What exactly is Tim Burton’s Alice In Wonderland? A remake? A sequel? A (shudder) reimagining? Pointless?
Why Burton didn’t just film the book is mystifying. Instead, we have a return-to-Wonderland scenario. Famous scenes are recreated or twisted into new versions, then randomly inserted into a new plot featuring an amnesiac teenage Alice trying to discover her muchness (possibly the limpest teenage self-discovery metaphor ever committed to celluloid). You can’t help being reminded of Spielberg’s Hook, and few people ever want reminding of that.
But hey, this is the route that Burton’s chosen to take, so let’s not be churlish and complain about what the movie isn’t, and just enjoy it for what it is, eh? That’s not as easy as you might think. Burton and Wonderland may sound on paper like a marriage made in heaven, but the result is disappointingly bland and half-baked.
It looks stunning, for sure, even stripped of its cinematic 3D. There are some spirited performances from the support cast, stirring action sequences and some sublime CG work – and all the animal characters are animated with style and humour, especially the March Hare and the Cheshire Cat. But everything in the film is fighting for attention, and little, in the end, actually manages to make much of an impact. It’s a film stitched together from cameos and trailer highlights. The result is curiously unengaging.
It also feels like, having cast Depp as the Mad Hatter, Burton had to expand the role to fit his star. Unfortunately, the character is fleshed out to the point of flabbiness, becoming an action hero, a surrogate romantic lead and tragic survivor all at once. All of which makes him less, rather than more interesting. Alice, meanwhile, is a rather vapid heroine, with little sense of ongoing development, until she suddenly becomes a sword-wielding Amazon at the end.

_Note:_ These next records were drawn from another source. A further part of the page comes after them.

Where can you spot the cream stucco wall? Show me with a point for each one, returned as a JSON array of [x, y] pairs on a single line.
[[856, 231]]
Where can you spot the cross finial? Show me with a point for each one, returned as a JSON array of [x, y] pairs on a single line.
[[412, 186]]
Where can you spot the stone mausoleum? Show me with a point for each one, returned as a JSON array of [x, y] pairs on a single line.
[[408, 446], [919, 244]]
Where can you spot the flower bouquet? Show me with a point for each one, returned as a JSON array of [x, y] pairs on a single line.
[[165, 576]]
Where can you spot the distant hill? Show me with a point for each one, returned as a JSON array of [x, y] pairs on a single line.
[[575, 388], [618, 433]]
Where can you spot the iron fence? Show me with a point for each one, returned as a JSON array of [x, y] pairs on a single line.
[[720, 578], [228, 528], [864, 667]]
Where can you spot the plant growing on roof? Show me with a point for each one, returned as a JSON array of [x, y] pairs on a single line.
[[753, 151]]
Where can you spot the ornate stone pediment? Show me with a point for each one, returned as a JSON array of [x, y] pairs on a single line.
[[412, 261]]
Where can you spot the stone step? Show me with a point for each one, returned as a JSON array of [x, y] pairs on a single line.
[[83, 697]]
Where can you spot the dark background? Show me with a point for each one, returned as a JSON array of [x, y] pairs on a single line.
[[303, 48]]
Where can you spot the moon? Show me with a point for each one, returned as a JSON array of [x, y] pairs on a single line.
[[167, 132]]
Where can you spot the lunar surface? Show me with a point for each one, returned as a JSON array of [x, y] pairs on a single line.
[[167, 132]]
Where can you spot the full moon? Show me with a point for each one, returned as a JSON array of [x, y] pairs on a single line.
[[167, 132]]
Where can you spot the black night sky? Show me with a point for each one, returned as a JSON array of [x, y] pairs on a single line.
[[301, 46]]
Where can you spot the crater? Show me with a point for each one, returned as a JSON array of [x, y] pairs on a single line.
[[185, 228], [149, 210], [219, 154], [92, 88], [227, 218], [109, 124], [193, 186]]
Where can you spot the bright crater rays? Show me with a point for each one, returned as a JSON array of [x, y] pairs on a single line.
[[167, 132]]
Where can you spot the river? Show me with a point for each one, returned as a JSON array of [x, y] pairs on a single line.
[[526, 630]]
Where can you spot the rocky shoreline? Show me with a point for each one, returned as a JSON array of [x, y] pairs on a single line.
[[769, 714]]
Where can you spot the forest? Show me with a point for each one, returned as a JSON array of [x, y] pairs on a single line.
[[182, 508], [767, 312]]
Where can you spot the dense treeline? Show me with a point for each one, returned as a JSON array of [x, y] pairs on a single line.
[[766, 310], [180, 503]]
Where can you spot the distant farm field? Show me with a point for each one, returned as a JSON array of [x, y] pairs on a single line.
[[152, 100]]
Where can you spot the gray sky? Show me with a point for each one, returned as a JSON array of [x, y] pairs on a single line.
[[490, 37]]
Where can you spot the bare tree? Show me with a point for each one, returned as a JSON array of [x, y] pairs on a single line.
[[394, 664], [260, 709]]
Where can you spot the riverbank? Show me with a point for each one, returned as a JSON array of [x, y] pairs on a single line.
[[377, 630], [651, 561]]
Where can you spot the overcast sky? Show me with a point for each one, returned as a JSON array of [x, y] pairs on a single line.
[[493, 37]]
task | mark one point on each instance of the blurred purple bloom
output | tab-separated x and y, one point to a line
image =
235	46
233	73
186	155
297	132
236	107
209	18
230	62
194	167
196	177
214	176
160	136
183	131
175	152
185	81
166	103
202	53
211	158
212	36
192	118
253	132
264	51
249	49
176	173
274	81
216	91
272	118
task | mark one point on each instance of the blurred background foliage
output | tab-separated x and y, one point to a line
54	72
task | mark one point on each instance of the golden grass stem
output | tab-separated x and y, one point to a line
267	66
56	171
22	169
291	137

Luckily both Queens, Red and White, liven things up. Anne Hathaway is just brilliant, channelling Disney’s animated heroines of the ’30s and ’40s, while Helena Bonham Carter shamelessly rips off Miranda Richardson’s Queenie in Blackadder II. But despite moments of Burton brilliance, overall the film is much of a muchness.
Extras:

An underwhelming bunch: just three six-minute featurettes on Alice, the effects and creating Wonderland. There’s some interesting behind-the-scenes footage on offer, but the interviews are fluffy and slight. Blu-ray folks, be aware you have a choice between the “double-play” edition (which includes a digital copy) and the “triple-play” one (which doesn’t).